The latest analysis from AdExchanger highlights the ongoing challenges faced within the gaming segment of the advertising ecosystem. Reports from the IAB and WARC/Dentsu indicate a palpable stagnation, revealing that brand advertising expenditure on video games has yet to catch up with the substantial amount of time audiences dedicate to gaming activities.

Proponents of in-game advertising are expressing a mix of frustration and resignation due to the glacial pace of growth in this area. Historically, selling advertising space in and around video games has been an uphill struggle, particularly due to issues such as brand safety concerns and stigma surrounding mobile gaming.

The article identifies several factors contributing to this stagnation. It notes that "rewarded" advertising had long been viewed negatively, impacting mobile games’ reputations as "premium" environments for brands. The emergence and subsequent decline of the metaverse concept have also contributed to a complex landscape, although platforms like Roblox continue to thrive without closely aligning with the 'metaverse' label. Furthermore, cultural issues such as the fallout from "Gamergate" and various scandals in the gaming industry have made potential advertisers wary.

Fundamentally, the article posits that the gaming industry bears the responsibility of transforming gaming into a critical advertising channel as opposed to a secondary option. To achieve this, a collective effort from game publishers is necessary to foster better connections with advertisers. Unlike other media segments, such as out-of-home and podcasting that have capitalised on collaborative initiatives to enhance their visibility to advertisers, the gaming sector has largely remained fragmented.

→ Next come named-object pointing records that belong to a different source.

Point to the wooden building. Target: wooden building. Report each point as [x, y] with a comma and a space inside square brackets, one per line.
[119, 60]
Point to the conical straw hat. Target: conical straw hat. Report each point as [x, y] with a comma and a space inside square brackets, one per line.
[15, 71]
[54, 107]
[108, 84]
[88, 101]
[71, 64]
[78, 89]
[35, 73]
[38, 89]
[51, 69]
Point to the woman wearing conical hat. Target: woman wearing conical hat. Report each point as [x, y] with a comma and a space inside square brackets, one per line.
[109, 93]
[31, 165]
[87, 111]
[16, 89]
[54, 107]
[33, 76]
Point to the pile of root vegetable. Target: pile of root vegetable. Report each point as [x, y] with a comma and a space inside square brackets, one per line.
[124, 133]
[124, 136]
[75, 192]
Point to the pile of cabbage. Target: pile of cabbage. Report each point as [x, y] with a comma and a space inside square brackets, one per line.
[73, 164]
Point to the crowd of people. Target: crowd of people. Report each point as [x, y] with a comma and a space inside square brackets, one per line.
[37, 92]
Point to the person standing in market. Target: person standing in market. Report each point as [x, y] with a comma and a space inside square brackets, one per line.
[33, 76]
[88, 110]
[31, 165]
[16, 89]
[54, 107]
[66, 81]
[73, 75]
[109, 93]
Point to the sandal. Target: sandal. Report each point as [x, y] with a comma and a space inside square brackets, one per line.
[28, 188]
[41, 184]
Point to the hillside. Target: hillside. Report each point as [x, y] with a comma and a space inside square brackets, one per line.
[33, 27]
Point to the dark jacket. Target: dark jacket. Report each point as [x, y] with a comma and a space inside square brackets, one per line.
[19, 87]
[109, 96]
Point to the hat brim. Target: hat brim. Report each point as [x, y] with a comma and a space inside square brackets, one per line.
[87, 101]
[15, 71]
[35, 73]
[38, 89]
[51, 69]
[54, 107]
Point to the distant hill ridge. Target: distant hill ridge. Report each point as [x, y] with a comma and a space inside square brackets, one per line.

The analysis further critiques the prevalent dependency on app-install advertising revenue within mobile gaming, noting that such overreliance has stifled the industry's creativity and innovation. Advertising strategies focused predominantly on performance campaigns often disregard brand partnerships, leading to a perception of gaming advertising as less attractive. Inadequate access to essential data and a lack of efforts to differentiate branded content from performance-driven content exacerbate these issues.

The piece underscores a notable decline in innovation post-COVID, with the gaming landscape no longer leading in entertainment advancements as it once did. As alternative channels like retail media and connected television (CTV) gain traction, brand marketers are increasingly cautious, looking for compelling reasons to invest in gaming outside of conventional engagements, such as high-profile in-game events.

However, the report does provide perspective, pointing out the sheer scope of the gaming market. Subway Surfers boasts four times the number of active users as Netflix's ad-supported offering, with worldwide gaming revenue reaching $185 billion in 2022—over three times greater than the combined revenue of the music and movie industries. In light of these statistics, the authors suggest that the onus is on the gaming industry to amplify its messaging to advertisers, presenting a strong case for gaming as an essential part of any advertising strategy.

As advertisers continue to navigate a rapidly evolving landscape, the insight from AdExchanger serves as a critical overview of the current and future state of gaming in the world of advertising.